Haythorn learned she had the condition when she watched a video during her seventh grade science class.

“I saw myself in that video and I said, ‘Oh my God, this is what I look like, this is exactly the same thing, I have the same condition, this is really freaky,’” she said.

This scared Haythorn.

“I had awful nightmares after that,” she said. “I kept thinking, ‘I’m going to get bullied in high school, they’re not going to like me,’ but I made friends, and it’s easier.”

PFS provided her with the support she needed.

“I was like, ‘ooh, this is a club I should do, I actually need this,” she said. “I want to hang out with more people, so I finally got into it. I noticed that a lot of people were liking me, and I was like, ‘oh man, this is the life.’”

Haythorn looks at PFS as much more than just a club.

“It’s also a social group, a fun group, and I can always talk about anything,” she said.

Haythorn has found a lot of friends, and quite a few admirers, along the way. Brim is one of them.

“Whenever I see her in the hallway, or whenever she sees me, she always runs up to me and hugs me and that–I don’t know, it’s just awesome because having a friend like that just means the world to me,” he said. “Just seeing her brighten up with that huge smile of hers… you know that she’s happy and that’s one thing I love about Martha–she’s always so happy.”

Eidle agrees with Brim’s love of Haythorn’s attitude, and recognizes it throughout the disability itself.

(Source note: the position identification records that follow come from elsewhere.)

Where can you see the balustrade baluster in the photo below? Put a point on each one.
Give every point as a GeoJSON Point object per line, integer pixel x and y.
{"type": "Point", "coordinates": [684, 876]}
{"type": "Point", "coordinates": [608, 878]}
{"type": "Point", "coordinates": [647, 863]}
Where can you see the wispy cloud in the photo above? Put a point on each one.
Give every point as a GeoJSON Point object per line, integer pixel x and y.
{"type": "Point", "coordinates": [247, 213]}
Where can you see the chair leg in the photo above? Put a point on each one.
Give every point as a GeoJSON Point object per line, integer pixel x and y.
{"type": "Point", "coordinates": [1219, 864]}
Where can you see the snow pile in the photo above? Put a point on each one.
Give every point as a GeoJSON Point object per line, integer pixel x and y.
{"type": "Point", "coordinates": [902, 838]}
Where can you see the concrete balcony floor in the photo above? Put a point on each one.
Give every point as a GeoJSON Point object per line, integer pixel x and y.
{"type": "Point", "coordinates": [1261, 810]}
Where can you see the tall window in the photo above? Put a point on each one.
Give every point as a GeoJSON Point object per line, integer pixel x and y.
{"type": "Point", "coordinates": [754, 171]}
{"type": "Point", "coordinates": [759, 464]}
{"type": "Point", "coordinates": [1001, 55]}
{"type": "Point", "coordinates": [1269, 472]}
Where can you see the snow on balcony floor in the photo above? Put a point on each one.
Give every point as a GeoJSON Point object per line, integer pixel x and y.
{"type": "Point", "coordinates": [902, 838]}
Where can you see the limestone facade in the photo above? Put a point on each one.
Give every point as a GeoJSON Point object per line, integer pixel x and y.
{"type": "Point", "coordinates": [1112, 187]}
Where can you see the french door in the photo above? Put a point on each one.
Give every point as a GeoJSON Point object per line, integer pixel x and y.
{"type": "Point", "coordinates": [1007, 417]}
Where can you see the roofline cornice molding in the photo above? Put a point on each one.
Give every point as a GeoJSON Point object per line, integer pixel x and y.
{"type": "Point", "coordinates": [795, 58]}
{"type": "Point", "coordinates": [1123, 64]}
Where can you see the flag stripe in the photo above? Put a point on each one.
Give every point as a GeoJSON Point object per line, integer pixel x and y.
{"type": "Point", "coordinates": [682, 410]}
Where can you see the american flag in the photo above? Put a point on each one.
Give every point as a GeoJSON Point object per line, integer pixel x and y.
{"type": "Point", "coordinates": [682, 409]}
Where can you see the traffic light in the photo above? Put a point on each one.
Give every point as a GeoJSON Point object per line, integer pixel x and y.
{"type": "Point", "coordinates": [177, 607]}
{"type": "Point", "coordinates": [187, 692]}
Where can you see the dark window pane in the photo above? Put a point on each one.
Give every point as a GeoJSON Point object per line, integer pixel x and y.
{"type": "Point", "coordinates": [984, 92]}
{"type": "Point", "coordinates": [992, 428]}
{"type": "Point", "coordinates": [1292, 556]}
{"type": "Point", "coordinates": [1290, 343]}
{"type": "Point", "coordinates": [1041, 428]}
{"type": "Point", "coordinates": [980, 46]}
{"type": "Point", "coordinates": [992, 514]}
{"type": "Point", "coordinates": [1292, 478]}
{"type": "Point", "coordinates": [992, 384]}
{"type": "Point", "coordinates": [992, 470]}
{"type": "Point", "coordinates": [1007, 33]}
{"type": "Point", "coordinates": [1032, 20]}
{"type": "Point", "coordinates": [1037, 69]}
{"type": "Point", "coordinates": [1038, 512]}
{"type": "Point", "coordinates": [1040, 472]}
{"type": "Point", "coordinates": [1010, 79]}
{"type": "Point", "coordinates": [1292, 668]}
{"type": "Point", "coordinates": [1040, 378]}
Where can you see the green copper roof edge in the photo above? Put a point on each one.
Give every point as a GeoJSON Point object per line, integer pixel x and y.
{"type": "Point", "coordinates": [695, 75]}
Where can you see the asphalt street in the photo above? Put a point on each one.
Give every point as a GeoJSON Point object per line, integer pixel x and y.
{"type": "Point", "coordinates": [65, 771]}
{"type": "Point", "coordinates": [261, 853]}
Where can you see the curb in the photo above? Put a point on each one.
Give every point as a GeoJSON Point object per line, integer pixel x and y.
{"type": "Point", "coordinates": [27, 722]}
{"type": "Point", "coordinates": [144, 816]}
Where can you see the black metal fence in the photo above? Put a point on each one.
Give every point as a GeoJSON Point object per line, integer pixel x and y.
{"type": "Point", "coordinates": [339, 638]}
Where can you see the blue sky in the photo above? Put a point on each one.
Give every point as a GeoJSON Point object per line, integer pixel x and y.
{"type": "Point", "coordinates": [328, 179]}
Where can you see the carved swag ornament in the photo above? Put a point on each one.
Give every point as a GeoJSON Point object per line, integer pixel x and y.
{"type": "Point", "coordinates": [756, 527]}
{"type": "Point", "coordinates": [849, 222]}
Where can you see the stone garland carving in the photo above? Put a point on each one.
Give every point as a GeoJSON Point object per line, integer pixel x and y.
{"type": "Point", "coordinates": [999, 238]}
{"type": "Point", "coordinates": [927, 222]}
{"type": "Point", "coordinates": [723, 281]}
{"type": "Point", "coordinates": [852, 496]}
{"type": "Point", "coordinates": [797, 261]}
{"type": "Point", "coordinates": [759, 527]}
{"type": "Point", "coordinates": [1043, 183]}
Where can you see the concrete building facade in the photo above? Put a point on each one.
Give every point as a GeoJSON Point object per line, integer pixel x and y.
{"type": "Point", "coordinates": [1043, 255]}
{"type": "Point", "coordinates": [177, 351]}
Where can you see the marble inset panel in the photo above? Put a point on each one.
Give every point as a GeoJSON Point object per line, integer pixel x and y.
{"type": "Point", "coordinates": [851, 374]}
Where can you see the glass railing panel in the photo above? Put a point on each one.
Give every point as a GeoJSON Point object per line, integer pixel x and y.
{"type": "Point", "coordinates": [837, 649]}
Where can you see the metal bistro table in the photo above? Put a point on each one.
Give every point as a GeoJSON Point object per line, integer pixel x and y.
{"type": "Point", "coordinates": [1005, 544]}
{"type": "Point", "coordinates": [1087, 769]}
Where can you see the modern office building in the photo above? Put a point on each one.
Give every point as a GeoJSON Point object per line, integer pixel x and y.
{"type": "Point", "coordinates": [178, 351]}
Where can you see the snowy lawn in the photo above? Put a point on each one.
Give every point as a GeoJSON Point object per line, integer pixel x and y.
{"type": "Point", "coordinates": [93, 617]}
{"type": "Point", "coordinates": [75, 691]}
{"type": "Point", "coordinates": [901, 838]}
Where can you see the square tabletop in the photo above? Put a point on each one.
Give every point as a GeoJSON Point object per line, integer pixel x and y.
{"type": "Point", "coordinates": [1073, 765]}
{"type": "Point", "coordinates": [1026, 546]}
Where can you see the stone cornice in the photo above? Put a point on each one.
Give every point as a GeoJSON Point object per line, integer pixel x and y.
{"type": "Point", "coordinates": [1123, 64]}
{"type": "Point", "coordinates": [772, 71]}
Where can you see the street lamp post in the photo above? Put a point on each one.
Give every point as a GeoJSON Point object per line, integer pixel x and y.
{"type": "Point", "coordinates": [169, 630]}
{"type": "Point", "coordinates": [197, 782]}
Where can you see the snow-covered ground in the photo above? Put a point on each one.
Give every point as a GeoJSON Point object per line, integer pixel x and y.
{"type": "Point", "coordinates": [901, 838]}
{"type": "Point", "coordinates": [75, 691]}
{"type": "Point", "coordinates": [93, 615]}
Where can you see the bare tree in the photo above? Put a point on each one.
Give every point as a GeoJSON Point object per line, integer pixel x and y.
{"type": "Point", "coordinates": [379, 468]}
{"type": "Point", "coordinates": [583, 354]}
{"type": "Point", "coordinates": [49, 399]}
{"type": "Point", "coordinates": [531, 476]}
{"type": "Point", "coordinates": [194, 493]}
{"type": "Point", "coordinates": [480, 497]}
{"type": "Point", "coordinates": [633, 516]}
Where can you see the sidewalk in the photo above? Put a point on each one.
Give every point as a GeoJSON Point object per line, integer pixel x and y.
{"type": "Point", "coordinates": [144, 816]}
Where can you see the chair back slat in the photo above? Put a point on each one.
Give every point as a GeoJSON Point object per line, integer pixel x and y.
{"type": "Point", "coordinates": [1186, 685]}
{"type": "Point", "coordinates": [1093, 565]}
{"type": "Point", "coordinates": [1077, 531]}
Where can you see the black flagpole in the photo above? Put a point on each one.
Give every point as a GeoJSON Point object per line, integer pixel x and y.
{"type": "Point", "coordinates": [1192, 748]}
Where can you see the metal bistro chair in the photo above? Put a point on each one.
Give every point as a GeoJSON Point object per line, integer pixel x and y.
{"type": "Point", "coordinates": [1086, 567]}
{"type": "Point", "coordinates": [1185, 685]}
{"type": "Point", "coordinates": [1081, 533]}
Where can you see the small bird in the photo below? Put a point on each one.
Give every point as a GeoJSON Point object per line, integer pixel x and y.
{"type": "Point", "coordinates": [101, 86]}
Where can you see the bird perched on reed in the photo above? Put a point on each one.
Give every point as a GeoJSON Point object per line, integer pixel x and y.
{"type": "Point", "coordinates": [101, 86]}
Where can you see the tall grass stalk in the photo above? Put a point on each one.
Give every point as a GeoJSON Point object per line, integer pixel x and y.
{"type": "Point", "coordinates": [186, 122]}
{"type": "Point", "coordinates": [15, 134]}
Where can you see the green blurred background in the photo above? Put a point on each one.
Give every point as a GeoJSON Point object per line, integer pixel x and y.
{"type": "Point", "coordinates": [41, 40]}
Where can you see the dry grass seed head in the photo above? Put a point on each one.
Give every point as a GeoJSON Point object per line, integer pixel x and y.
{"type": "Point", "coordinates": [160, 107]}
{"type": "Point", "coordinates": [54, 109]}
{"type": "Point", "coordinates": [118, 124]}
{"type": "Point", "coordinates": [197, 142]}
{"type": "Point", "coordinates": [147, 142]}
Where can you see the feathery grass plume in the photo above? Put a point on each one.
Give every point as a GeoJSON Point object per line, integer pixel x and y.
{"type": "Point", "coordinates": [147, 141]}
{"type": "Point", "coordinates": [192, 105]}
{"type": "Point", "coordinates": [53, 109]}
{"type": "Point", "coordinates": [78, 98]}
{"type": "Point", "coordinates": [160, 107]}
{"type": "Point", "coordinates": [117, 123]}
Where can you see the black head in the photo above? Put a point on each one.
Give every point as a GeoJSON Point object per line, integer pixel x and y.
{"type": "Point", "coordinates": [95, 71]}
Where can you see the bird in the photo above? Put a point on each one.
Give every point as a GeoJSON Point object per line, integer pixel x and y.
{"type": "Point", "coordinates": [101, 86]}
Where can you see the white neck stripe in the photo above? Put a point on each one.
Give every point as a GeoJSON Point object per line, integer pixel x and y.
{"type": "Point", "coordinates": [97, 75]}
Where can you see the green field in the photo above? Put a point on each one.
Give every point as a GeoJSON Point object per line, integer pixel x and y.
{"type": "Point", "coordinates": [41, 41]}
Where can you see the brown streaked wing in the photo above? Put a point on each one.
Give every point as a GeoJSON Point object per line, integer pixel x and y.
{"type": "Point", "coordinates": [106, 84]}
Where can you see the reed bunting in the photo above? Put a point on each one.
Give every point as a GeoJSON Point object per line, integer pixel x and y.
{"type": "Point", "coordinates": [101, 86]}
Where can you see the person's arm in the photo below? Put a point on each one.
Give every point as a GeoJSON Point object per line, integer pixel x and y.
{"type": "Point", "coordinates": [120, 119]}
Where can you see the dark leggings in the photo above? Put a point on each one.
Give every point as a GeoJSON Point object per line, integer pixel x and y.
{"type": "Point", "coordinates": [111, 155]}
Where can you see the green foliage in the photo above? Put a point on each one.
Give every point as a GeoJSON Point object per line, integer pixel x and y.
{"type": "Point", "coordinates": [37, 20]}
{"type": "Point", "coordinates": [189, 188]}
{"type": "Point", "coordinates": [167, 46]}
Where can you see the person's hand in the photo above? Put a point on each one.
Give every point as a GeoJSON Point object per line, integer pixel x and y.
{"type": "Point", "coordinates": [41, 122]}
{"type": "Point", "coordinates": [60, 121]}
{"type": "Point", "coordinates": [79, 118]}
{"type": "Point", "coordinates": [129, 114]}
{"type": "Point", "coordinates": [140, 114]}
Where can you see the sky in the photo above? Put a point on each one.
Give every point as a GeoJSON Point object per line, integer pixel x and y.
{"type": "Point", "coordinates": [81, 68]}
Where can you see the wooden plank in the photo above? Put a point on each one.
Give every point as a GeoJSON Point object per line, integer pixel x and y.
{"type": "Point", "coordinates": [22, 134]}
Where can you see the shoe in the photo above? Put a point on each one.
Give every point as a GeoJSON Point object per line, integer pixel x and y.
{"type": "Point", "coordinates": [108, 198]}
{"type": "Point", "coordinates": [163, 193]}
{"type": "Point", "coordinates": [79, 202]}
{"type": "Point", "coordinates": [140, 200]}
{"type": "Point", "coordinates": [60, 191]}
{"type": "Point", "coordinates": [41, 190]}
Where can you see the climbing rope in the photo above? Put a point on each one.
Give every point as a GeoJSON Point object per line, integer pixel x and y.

“Something special about Down syndrome kids is that they’re really high-functioning kids,” Eidle added. “[F]or her to still have that recognition of, ‘yes, I’m different, but that’s OK and I’m still going to be excited about who I am’ , and that pride she takes in herself is inspiring.”

Haythorn leaves her pride aside when the club is in session.

“It’s really, really fun,” she said. “It’s about including everybody in a group, which I like the most, so that’s really… swag.”